Припомнил номер телефона, набрал его. Нарком внутренних дел Гачиев отозвался сразу, видимо, держал аппарат у изголовья кровати.
– Иванов, – назвался первый секретарь. Выждал паузу, посоветовал: – Вы бы начали готовиться, товарищ Гачиев. Времени в обрез. Рассветет – едем в горы.
– Куда?
– В аул, где предколхоза убили. Хочу сам с людьми поговорить.
– Зачем э-э… рисковать? Очень опасное дело – ехать, стреляют из кустов, – осторожно возразил нарком.
– Неужели из кустов? – ядовито осведомился Иванов. – По чьей вине, позвольте спросить, кусты стреляют? Если опасно, обеспечьте охрану. Выезжаем в семь. Предупредите начальника райотдела. Поедет с нами.
Положил трубку, поморщился. Сколько раз замечал: говорить с наркомом все равно что горелую резину жевать – так и тянет сплюнуть.

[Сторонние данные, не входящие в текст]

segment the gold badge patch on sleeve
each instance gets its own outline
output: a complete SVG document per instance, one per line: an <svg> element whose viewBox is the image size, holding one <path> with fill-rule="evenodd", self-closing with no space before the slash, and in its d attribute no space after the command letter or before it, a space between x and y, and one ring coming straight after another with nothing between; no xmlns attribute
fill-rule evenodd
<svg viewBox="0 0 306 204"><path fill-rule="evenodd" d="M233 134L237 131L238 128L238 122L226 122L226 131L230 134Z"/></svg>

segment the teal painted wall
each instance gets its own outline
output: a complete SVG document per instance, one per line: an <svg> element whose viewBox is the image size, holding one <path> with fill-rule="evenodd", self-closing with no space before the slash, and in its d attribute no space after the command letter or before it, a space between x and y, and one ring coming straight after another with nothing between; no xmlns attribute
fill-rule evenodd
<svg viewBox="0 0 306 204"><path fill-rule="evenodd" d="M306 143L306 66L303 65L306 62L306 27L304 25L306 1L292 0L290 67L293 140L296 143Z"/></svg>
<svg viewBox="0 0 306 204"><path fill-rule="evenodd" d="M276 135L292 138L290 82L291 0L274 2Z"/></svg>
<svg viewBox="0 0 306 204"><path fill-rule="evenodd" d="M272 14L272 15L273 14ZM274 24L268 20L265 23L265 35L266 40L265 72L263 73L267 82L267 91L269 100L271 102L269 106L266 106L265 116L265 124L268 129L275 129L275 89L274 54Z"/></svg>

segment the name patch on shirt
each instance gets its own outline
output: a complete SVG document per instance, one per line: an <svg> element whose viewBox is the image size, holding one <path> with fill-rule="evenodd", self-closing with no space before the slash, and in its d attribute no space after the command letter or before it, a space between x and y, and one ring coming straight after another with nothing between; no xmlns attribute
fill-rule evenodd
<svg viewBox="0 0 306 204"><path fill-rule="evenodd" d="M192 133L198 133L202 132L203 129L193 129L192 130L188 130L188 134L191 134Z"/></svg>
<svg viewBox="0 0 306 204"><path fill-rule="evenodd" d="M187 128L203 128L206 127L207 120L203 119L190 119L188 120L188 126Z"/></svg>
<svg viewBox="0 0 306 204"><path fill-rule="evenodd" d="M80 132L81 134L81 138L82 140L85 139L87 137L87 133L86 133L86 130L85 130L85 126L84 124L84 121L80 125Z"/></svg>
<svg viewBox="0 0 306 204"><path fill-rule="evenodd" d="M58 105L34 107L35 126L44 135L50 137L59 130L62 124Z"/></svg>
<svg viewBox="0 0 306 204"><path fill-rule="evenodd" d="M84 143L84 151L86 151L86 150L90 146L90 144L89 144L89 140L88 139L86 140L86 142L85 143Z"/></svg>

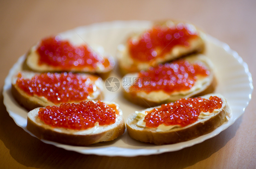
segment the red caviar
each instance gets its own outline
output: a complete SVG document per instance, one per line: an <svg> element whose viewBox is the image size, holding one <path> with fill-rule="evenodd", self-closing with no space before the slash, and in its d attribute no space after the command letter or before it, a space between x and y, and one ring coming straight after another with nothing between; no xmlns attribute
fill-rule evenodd
<svg viewBox="0 0 256 169"><path fill-rule="evenodd" d="M62 103L59 107L48 106L40 109L38 117L53 127L84 130L94 126L97 122L101 125L115 123L119 111L118 107L112 104L99 101Z"/></svg>
<svg viewBox="0 0 256 169"><path fill-rule="evenodd" d="M85 67L94 69L99 66L107 67L113 61L104 58L85 44L75 46L59 36L43 39L37 51L39 54L38 64L61 67L63 70Z"/></svg>
<svg viewBox="0 0 256 169"><path fill-rule="evenodd" d="M220 108L222 103L221 99L216 96L211 96L209 99L200 97L182 98L147 112L144 121L149 127L156 127L161 124L183 127L196 122L200 112L212 113Z"/></svg>
<svg viewBox="0 0 256 169"><path fill-rule="evenodd" d="M55 104L77 102L87 99L96 90L92 79L71 72L36 74L25 79L20 74L16 83L30 95L43 96Z"/></svg>
<svg viewBox="0 0 256 169"><path fill-rule="evenodd" d="M138 39L128 40L131 56L143 62L169 52L177 45L188 47L189 41L198 37L197 32L189 24L181 23L171 27L156 26L143 33Z"/></svg>
<svg viewBox="0 0 256 169"><path fill-rule="evenodd" d="M138 76L141 80L132 87L145 89L143 91L145 92L162 90L170 93L189 90L194 84L196 76L205 76L210 74L201 63L191 64L180 59L141 71Z"/></svg>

Заставил себя подняться, заварил чай. Налил в чашку, опустил туда желтый кругляшок лимона. Прижал его ко дну, подавил ложкой. Отхлебнул. Неожиданно всплыла перед глазами фотография: заляпанное грязью лицо, грязь доверху забила глазницы. Убийство в ауле. Толпа ввалилась в дом председателя колхоза. Хозяина выдернули в исподнем из постели, связали руки ремнем и погнали на улицу. Там уложили лицом в грязь и хряснули камнем по затылку. После чего сообщили в райотдел милиции Ушахову.
Утром тронулись в путь. Нарком Гачиев рыскал верхом вдоль охраны хмурый, невыспавшийся. Позади всех ехал Ушахов.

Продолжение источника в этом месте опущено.